For those of you open to the tempting world of guitar cheating, below are 5 ways you can use a capo for both utility and creativity:
1. Quickly change keys
This is what I call a “survival mode” situation. Say you’re in a rehearsal or a jam session and the keyboardist (I always like to blame them) says “Ok, let’s move it up to E instead of D.” Well, that may be easy or you may have a lot of chords to transpose. A capo will let you change keys and play the same exact chord voicings without having to change your playing.
2. Adjust song key to suit your voice
This is the traditional method for using a capo–and also why it gets the “cheater” label. However, it’s still a useful and valid way to adjust the instrument to suit your needs. Singer/Songwriters will often use a capo to play standard guitar chords that also suit their ideal vocal range. For example, if you want to play open chords on an acoustic guitar but your singing voice is most suited to the key of Bb (or A#), placing a capo at either the 1st or 3rd frets will allow you to play the open chord voicings of A, D, E or G, C, D (respectively), solving the problem easily and quickly.
3. Change the tone of the guitar
The further up you place the capo on the neck, the more the actual tone of the guitar changes. As an example, try playing a standard C chord and then play the same chord voicing with a capo at the 5th fret (making an F chord but with a “C” voicing). The strings and intervals of the notes played are exactly the same but the overall sound of the chord has a tightness and a “chime” to it that’s noticeably different from the non-capo version.
4. Blend with another guitarist
This is a great way to “get out of the way” of another guitarist. When one guitarist plays with a capo and the other plays without, it places the notes and chords of the two guitars into different registers, almost like two different instruments. Also, playing the same chords with different voicings can give a fuller overall sound, covering more sonic space.

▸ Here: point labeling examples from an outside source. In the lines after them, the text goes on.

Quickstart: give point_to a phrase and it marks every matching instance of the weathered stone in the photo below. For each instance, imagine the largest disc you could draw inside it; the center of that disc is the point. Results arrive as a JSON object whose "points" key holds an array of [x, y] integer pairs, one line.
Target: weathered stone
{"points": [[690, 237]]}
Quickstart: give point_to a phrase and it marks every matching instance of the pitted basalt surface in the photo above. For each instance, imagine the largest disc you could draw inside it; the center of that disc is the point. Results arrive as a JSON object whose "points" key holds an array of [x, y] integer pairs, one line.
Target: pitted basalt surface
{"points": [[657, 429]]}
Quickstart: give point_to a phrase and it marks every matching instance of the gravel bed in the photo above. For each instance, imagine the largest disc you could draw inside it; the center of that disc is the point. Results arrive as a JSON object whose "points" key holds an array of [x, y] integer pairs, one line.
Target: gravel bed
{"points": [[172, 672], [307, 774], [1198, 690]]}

5. Change to preferred chord voicings
Let’s say you’re working on a song in the key of A but you’d really prefer to play your part in the key of G because you like the chord voicings or maybe a droning open G string really works with a riff you’re working on. Putting a capo on the 2nd fret allows you to play in the key of A (A, D, E) but using the chord voicings from the key of G (G, C, D shapes). You’ve also turned that droning open G string into a droning open A string!